Rage exploded in him, freeing spirit and body from panic’s grip. He sprang onto his tethered horse. With a single slash of his saber, he cut the rope that held it. Now his spurs bit; he darted not away from the tortured herd but toward it, blade bright in his hands. “Back! Come back! You’ve been tricked!” he cried to his escaping comrades, but in the din and distance they did not hear.

Closer by, though, someone did. “Aren’t you the noisy one, now?” an oddly accented voice said. Too late, Vahush remembered the devil-cries from the head of the stampede. There was a man on a pony in front of those frenzied cattle. A long straight blade leaped at the nomad’s neck.

His last thought as he slid from his horse in death was that the imperials did not fight fair.

Had the Yezda stopped their panic-struck flight and returned to investigate, they likely would have routed the
Romans from the valley they had vacated. In the relief their deliverance brought them, Marcus’ troops and Pakhymer’s danced with their women in whooping circles round the campfires, clapping, stamping, snapping their fingers, and shouting with glee for all the world to hear.

Pakhymer took no part in the celebration, wandering through the camp like a man in a daze. When he found Scaurus reveling with the rest of his men, he pulled the tribune out of his circle, earning him a glare from Helvis as the dance whirled her away. The tribune was ready to be angry, too, until he saw the lost look in the Khatrisher’s eyes.

“Cattle,” Pakhymer said blankly. “Plainsmen who spend their lives with cattle, heathens who kill for the sport of it, running like frightened children from a harmless herd of cows.” He thumped his forehead with the heel of his hand, as if trying to drive belief into it.

Marcus, who had taken on a good deal of wine, had no better answer for him than a shrug and a wide, foolish grin. But Gorgidas was close enough to hear Pakhymer’s comment and sober enough to try to deal with it. He had kept the Greek habit of watering his wine and, moreover, found the pursuit of understanding a sweeter fruit than any that grew on a vine.

“We may have driven cattle against the Yezda,” he said to the Khatrisher, “but do you think it was cattle the nomads saw, charging out of the night aflame? Would you, in this magic-steeped land? If you expect to find sorcery, you will—whether it’s there or not.”

His mouth quirked upward in something that was not a smile.

“Belief is all, you know. When I studied medicine I was trained to hate magic and everything it stood for. Now I’ve found a magic that truly heals, and it will not serve me.”

“Perhaps you should serve it, instead,” Pakhymer said slowly.

“Does everyone here talk like a priest?” Gorgidas snarled, but his eyes were thoughtful.

“Sure and they don’t.” Viridovix caught only what was said, not its overtones. He looked most unpriestly, with each arm encircling a girl’s waist.

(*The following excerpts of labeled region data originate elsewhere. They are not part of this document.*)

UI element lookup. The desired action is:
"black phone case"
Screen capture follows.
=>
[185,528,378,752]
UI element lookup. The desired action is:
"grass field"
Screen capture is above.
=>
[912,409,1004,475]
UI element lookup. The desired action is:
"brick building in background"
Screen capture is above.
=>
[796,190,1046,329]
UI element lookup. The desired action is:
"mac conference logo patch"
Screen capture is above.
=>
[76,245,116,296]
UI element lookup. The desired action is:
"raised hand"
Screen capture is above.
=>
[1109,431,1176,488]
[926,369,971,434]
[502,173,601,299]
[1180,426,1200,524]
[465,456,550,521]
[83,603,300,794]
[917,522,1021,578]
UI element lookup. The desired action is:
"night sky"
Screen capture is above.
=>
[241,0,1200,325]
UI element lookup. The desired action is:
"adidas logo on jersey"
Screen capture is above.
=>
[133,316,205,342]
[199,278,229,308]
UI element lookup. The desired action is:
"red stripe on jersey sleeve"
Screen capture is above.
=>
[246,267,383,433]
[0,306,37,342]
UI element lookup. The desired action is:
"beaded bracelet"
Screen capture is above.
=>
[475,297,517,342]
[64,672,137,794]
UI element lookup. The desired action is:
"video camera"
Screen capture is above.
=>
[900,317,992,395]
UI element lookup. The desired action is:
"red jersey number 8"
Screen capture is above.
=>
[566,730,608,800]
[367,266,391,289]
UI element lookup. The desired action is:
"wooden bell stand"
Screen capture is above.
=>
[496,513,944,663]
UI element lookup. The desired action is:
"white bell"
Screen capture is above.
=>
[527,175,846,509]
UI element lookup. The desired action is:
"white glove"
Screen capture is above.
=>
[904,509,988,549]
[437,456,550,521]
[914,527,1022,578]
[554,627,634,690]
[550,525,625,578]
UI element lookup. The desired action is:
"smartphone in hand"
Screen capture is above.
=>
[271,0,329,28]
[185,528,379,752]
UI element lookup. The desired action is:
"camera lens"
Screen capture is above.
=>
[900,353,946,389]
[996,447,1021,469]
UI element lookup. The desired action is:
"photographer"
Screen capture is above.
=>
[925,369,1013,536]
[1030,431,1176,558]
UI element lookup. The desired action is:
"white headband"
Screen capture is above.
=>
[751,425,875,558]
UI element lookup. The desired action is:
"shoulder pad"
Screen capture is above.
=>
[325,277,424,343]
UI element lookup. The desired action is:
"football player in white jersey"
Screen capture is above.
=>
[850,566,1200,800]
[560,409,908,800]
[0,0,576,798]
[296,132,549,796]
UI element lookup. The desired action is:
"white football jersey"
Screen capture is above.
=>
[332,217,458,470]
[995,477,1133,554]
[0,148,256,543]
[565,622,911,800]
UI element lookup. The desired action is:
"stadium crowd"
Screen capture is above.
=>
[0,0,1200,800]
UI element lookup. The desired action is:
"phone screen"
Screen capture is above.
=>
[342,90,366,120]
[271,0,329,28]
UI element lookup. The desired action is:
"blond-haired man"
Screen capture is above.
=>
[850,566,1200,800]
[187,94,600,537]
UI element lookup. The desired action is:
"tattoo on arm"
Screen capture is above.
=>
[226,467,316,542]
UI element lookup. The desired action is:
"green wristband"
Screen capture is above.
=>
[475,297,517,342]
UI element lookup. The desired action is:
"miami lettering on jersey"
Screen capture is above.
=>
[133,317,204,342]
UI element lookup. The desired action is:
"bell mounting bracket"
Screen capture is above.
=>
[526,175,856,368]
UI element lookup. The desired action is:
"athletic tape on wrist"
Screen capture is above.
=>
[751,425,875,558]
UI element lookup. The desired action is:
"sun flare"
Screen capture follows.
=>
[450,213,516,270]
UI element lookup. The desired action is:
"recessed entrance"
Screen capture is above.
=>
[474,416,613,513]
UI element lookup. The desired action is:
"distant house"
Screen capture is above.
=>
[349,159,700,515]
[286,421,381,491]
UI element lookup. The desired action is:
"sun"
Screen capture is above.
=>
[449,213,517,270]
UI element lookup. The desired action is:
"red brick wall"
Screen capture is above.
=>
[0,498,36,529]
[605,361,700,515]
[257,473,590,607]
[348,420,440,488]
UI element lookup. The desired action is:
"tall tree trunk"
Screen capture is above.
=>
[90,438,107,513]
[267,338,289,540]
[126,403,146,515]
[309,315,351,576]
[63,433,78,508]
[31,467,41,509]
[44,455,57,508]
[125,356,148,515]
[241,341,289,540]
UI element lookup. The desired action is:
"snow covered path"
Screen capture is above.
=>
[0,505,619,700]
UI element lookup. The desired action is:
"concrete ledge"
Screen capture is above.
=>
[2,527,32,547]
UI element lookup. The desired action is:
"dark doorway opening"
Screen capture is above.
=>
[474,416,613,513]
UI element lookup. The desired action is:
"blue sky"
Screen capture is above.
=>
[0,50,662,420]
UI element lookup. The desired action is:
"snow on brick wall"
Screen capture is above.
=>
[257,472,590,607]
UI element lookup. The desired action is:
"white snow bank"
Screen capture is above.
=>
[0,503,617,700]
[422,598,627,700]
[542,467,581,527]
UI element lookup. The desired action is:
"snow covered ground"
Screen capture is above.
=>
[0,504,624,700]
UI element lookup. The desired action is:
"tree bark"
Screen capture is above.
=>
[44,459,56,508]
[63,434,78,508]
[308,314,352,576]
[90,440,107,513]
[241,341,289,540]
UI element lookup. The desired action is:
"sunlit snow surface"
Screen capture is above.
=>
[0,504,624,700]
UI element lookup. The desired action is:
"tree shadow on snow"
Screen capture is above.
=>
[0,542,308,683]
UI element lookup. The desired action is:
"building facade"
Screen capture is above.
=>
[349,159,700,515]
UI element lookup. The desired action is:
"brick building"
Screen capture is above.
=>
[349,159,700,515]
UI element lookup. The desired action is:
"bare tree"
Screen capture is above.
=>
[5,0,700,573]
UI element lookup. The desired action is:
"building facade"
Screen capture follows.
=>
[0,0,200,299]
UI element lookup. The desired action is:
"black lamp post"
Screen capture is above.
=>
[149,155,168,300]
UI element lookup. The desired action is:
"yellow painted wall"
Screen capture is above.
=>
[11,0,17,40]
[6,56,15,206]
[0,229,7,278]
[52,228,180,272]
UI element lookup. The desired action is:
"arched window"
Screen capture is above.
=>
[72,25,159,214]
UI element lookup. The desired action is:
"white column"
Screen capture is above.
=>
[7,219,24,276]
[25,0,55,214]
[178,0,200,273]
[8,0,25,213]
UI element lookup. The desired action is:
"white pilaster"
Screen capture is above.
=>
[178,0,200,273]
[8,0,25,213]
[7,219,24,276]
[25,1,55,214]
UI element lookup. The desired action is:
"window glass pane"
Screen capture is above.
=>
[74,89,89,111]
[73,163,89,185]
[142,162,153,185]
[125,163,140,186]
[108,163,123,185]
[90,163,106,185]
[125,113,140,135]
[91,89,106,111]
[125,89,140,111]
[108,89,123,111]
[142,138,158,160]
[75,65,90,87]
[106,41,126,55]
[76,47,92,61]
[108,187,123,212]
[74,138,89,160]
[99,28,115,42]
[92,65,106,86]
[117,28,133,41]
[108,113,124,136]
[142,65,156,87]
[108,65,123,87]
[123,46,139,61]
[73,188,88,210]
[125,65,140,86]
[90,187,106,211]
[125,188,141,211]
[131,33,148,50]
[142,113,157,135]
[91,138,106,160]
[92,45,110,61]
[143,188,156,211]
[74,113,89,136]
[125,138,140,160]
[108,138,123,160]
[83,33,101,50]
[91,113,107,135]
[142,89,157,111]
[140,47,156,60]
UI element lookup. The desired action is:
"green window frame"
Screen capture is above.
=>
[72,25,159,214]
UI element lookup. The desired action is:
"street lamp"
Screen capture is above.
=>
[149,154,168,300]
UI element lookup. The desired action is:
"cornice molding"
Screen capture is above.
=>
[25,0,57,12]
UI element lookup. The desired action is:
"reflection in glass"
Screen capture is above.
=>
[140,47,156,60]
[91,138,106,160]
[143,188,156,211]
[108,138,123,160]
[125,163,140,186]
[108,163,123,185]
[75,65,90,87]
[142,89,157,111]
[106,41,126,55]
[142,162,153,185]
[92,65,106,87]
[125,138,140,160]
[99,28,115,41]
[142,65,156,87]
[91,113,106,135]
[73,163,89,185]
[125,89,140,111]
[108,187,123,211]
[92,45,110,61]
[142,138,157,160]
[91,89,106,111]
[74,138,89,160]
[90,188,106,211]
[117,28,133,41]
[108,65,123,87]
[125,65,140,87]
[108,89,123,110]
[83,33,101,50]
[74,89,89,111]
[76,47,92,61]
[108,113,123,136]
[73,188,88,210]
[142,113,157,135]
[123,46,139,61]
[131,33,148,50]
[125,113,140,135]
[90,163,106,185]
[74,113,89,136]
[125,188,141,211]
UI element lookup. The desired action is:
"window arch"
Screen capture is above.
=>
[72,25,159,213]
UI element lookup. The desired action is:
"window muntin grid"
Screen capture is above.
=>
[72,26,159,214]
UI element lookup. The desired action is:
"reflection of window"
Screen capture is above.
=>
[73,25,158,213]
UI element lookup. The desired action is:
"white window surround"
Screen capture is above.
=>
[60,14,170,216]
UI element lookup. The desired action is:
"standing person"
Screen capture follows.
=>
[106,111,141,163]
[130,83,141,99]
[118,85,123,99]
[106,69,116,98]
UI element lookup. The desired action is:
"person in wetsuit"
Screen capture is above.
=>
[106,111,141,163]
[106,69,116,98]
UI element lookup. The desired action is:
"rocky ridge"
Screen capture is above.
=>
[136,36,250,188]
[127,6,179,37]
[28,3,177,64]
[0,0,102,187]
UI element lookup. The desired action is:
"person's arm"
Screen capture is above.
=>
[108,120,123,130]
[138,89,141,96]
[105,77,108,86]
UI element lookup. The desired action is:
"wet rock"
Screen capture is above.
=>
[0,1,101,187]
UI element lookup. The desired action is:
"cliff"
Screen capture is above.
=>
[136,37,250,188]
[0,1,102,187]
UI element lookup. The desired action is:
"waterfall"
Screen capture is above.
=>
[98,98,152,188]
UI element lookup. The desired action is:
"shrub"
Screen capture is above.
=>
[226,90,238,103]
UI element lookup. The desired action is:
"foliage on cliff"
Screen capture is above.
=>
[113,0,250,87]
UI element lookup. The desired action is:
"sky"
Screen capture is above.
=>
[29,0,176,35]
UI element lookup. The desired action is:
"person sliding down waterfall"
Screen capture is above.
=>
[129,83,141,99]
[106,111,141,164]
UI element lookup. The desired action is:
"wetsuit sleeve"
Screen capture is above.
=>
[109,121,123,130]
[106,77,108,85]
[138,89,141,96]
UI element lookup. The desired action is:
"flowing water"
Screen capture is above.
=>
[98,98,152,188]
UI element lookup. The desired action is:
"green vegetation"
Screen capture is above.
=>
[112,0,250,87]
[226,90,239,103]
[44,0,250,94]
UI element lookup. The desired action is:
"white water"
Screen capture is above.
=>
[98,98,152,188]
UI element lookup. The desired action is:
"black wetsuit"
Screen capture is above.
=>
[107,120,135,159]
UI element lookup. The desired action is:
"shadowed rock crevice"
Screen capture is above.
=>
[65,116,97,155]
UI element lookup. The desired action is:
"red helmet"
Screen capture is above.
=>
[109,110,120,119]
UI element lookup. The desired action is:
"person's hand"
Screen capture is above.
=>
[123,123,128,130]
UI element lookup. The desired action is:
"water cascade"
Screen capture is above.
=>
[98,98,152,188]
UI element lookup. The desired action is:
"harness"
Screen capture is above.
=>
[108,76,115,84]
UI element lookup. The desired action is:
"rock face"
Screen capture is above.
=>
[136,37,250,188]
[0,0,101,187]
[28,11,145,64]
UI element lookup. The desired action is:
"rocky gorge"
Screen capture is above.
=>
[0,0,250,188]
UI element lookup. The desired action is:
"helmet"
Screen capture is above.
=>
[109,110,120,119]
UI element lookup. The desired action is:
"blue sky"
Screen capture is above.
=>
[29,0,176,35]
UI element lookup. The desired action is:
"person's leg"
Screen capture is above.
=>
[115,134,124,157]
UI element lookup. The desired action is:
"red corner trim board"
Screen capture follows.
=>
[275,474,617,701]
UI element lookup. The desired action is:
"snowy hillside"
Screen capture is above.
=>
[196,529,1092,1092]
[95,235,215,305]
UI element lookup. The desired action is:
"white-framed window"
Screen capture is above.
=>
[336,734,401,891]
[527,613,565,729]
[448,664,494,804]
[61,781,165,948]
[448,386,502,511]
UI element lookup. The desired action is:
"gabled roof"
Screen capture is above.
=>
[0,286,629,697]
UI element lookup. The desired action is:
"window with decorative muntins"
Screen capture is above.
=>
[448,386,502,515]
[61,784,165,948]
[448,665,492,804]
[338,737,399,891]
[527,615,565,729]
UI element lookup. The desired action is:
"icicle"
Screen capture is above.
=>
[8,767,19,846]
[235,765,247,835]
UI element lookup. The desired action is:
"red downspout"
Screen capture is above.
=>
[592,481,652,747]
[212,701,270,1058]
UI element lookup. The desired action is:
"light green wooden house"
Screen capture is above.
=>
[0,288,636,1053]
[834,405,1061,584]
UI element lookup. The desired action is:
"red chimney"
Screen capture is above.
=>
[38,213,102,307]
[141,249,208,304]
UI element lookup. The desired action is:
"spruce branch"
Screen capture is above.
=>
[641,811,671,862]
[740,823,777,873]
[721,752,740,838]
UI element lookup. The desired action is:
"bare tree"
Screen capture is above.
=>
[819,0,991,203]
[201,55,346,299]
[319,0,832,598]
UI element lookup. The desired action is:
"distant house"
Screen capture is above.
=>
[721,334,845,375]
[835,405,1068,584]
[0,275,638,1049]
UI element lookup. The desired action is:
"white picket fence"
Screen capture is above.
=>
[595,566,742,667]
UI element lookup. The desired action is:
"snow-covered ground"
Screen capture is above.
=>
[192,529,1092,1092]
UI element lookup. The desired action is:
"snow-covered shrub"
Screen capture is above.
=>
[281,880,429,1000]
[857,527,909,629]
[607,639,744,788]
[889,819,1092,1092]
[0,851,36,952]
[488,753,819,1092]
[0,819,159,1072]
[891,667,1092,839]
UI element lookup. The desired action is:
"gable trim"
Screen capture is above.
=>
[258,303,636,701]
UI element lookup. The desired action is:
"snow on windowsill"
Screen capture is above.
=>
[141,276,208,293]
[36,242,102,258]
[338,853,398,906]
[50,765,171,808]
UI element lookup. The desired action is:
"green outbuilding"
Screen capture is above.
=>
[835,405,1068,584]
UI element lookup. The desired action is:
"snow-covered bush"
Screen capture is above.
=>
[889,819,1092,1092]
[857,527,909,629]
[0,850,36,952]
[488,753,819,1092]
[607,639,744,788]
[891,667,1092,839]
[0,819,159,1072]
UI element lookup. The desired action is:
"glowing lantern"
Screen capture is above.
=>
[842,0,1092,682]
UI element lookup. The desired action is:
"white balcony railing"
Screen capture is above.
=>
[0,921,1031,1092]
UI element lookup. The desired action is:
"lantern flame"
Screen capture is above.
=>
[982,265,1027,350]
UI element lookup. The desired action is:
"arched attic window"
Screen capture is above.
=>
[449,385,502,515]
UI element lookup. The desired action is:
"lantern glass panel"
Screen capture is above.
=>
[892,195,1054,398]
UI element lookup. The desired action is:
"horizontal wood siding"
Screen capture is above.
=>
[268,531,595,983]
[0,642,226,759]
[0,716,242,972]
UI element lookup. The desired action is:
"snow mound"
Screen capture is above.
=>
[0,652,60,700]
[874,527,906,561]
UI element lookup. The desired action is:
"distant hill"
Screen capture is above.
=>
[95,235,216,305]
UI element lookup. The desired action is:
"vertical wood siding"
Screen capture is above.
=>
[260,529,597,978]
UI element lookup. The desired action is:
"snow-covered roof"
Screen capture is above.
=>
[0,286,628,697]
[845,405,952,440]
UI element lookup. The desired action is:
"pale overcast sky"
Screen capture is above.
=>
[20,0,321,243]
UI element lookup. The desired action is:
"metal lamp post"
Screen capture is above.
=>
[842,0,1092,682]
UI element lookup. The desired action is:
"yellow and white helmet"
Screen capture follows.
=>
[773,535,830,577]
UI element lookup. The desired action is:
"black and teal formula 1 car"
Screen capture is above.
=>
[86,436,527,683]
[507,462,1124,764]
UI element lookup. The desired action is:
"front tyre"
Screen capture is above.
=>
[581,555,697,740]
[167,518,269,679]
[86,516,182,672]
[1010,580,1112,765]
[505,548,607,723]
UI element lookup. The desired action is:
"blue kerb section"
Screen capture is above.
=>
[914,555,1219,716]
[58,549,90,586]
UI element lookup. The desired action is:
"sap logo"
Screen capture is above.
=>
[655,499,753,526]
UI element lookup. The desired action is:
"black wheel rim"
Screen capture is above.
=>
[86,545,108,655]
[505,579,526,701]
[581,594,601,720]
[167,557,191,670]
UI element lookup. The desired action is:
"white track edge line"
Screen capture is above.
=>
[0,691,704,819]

Marcus could not for the life of him remember which two of his three they were. For one thing, the tall Celt mostly called them “dear” or “darling,” a part of his speech pattern
that served him well, lessening the chance of an embarrassing slip. For another, while all three were of dainty, flowerlike beauty, none had enough character to leave much other impression on the mind.

Viridovix suddenly noticed Scaurus standing with the Greek doctor and Laon Pakhymer. He loosed his hold on the girls to fold the tribune into a bear hug; Marcus smelled the wine fumes clinging to him even through his own drunkenness.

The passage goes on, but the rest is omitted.